In the UK we have seen a steady rise in the use of zero hours contracts, a development which has generated political controversy. Under a zero hours contract, the employer does not guarantee to provide the worker with any work and pays the worker only for work actually carried out. The worker is expected to be available for work if and when called on by the employer.

Zero hours contracts are used in many industries, but particularly in the retail sector. Proponents of these types of contracts point to their flexibility, noting that they are particularly useful in the case of employers whose needs for workers fluctuate from time to time.

The most up-to-date Office for National Statistics report on zero hours contracts, published in September 2015, stated that, between April and June 2015, around 744,000 people in the UK, or 2.4 percent of the country's workforce, were employed under zero hours contracts for their main employment.

Yet zero hours contracts have been the subject of debate and media scrutiny for some time, and concerns have been raised about the need to protect zero hours workers who, because of the nature of the contracts, are not afforded the same rights and protections as other employees. Statistics also show that people on zero hours contracts are more likely to be women, full-time students, or in younger or older age groups as compared with other people in employment.

The use of exclusivity clauses in zero hours contracts has caused particular consternation and was the focus of much political discourse in the UK in 2015. An exclusivity clause is defined in the Employment Rights Act 1996 as:

"Any provision of a zero hours contract which (a) prohibits the worker from doing work or performing services under another contract or under any other arrangement, or (b) prohibits the worker from doing so without the employer's consent."
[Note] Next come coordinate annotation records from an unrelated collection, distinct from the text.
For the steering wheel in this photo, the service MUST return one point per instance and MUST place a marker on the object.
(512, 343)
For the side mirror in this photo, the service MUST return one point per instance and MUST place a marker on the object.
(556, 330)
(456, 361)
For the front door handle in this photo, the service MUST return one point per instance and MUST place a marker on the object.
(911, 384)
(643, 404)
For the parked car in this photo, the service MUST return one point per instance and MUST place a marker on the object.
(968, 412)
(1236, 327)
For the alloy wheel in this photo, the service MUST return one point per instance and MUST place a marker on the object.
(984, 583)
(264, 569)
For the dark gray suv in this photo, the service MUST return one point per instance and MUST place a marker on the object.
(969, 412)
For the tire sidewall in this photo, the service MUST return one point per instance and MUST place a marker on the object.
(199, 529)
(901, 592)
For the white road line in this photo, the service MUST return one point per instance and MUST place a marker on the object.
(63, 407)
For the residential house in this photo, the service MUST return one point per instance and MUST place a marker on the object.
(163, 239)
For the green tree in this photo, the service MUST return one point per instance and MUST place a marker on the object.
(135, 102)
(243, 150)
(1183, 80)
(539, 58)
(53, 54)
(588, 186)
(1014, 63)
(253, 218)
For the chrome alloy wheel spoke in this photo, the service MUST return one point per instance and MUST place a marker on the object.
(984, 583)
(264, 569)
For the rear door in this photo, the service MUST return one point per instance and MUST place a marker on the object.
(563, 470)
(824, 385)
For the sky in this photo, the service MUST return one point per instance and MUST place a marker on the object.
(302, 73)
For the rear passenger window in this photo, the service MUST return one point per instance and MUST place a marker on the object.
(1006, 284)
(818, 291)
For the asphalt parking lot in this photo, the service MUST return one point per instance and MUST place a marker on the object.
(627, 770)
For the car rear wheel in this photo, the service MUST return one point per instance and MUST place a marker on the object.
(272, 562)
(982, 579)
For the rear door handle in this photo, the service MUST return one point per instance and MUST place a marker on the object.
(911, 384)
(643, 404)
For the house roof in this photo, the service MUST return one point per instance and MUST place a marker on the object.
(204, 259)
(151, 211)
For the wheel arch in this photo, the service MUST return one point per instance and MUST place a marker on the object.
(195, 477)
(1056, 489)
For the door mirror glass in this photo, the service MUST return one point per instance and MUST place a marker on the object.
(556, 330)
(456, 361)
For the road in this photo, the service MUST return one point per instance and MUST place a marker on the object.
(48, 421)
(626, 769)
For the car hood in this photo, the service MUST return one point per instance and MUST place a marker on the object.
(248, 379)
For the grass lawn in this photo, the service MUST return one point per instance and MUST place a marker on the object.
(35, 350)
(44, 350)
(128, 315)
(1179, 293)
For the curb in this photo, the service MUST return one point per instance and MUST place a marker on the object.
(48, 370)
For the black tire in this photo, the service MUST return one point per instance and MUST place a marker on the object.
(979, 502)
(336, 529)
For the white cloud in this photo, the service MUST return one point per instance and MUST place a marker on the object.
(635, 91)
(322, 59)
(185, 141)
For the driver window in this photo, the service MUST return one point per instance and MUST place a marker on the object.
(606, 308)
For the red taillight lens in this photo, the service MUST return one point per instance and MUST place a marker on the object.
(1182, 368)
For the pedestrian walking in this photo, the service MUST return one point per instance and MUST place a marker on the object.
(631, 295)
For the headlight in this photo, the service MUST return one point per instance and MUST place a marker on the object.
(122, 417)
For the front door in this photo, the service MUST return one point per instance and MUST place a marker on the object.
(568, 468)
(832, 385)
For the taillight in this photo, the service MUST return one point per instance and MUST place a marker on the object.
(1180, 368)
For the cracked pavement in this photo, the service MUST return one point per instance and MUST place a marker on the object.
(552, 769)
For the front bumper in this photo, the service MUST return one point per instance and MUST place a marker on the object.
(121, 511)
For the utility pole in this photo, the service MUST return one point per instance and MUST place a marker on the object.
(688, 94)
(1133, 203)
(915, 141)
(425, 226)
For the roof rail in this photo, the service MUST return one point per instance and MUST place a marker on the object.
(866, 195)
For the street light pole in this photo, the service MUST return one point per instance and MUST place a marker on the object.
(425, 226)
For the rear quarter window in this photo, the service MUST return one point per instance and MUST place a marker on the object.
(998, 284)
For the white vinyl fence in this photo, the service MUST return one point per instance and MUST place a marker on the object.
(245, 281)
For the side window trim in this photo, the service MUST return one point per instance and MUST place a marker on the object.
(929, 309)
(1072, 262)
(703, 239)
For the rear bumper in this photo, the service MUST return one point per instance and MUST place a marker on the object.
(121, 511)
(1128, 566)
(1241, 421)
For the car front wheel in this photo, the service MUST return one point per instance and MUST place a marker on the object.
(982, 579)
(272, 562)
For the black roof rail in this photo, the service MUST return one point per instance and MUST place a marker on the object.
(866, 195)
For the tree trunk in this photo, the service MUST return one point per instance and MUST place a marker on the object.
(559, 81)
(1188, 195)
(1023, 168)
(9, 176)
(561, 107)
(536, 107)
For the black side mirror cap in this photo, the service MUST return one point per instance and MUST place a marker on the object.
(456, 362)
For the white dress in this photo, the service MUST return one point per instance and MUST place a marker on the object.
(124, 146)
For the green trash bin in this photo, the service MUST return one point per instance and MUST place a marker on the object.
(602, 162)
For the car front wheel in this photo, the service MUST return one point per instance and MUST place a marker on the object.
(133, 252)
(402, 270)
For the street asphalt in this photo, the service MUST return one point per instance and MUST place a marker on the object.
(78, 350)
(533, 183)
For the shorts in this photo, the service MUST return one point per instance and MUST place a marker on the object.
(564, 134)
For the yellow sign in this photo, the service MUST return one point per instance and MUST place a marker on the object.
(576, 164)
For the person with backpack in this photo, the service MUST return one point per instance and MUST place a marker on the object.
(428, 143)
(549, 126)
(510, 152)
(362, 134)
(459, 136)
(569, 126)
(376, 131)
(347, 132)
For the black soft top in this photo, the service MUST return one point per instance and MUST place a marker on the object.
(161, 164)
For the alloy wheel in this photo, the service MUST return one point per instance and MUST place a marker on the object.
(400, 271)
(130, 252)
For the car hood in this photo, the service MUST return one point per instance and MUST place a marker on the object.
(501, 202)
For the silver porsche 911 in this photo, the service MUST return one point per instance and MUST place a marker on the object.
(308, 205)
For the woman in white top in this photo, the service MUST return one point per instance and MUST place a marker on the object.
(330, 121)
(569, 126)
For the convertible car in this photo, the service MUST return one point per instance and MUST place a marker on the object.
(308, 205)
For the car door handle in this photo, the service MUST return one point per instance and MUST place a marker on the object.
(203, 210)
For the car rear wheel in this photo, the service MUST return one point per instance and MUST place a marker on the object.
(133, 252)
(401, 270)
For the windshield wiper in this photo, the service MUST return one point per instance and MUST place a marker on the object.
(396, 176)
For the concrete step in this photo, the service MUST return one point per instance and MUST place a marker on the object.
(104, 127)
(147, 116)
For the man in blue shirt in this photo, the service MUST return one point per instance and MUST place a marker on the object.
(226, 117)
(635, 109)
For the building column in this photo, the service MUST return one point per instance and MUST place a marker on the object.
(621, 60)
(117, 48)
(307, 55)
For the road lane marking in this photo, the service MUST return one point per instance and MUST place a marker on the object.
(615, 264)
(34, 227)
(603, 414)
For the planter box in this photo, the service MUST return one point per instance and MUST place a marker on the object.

An exclusivity clause could therefore prevent a worker from working for someone else, even though the employer with whom that employee had contracted was not providing them with any paid work.

On 26 May 2015, an amendment to the Employment Rights Act 1996, rendering such clauses unenforceable, came into effect. However, many in the UK have questioned the efficacy of the amendment. While exclusivity clauses were made unenforceable, an employer could simply choose not to give any work to an employee who did work for another employer.

Accordingly, Parliament enacted the Exclusivity Terms in Zero Hours Contracts (Redress) Regulations 2015, which came into force on 11 January 2016. These regulations provide that:

  1. Any dismissal of an employee employed under a zero hours contract is automatically unfair if the reason or principal reason for the dismissal is that the employee had breached a contractual clause prohibiting him or her from working for another employer. An employee who is dismissed on these grounds is, therefore, able to bring an unfair dismissal claim before an Employment Tribunal seeking a declaration and/or compensation.
  2. There is no qualifying period of service required for a zero hours employee to be able to bring such an unfair dismissal claim.
  3. It is unlawful to subject a zero hours worker to any detriment if they work for another employer in breach of a clause prohibiting them from doing so. (This third provision extends to workers, not just employees).

There is no doubt that the use of zero hours contracts will remain an issue for debate in the UK and we can expect further transformation in their use over the coming years. However, the new regulations are a positive step for protecting zero hours workers in the UK.